D.est <- coef(fit.seas7, type="matrix")$D
seasonality.7 <- D.est %*% c.fac[,1:12]
seasonality.7 <- zscore(seasonality.7, mean.only=TRUE)
rownames(seasonality.7) <- rownames(datmat2)
colnames(seasonality.7) <- month.abb
matplot(t(seasonality.7),type="l",bty="n",xaxt="n",ylab="Effect", col=c(2:3,1,4:11), lwd=3, lty=c(2:3,1,4:11))
axis(1,labels=month.abb, at=1:12,las=2,cex.axis=0.75)
title("Each month as a factor")
legend("top", legend=rownames(datmat), col=c(2:3,1,4:11), bty="n", lwd=3, cex=0.6, seg.len=4, lty=c(2:3,1,4:11))
It doesn’t substantially change our conclusions about seasonality.

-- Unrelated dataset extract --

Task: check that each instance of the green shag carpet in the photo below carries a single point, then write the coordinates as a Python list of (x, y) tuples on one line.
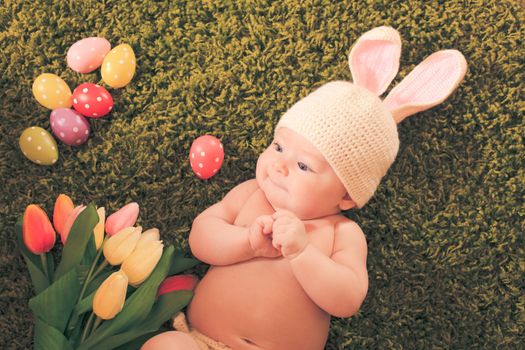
[(445, 228)]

Let’s try a 3rd order polynomial. We need to create a covariate matrix with a row for month, month\(^2\) and month\(^3\). However these would be correlated so I will use the poly()
function to create 3rd polynomial covariates that are orthogonal.
mon <- rep(1:12, 23)
c.poly <- t(poly(mon, 3))
rownames(c.poly) <- c("m1", "m2", "m3")
mod.list <- list(Z = matrix(1, 11, 1),
R = "diagonal and unequal",
D = "unconstrained",
d = c.poly)
fit.seas8 <- MARSS(datmat2, model=mod.list)
Make seasonal effects matrix.
D.est <- coef(fit.seas8, type="matrix")$D
seasonality.8 <- D.est %*% c.poly[,1:12]
rownames(seasonality.8) <- rownames(datmat2)
colnames(seasonality.8) <- month.abb
matplot(t(seasonality.8),type="l",bty="n",xaxt="n",ylab="Effect", col=c(2:3,1,4:11), lwd=3, lty=c(2:3,1,4:11))
axis(1,labels=month.abb, at=1:12,las=2,cex.axis=0.75)
title("3rd order polynomial")
legend("top", legend=rownames(datmat), col=c(2:3,1,4:11), bty="n", lwd=3, cex=0.6, seg.len=4, lty=c(2:3,1,4:11))
There are differences in our conclusions regarding the degree of seasonality (winter-summer percent difference). Percent difference because we are working on logged data. It doesn’t substantially change our conclusions about seasonality.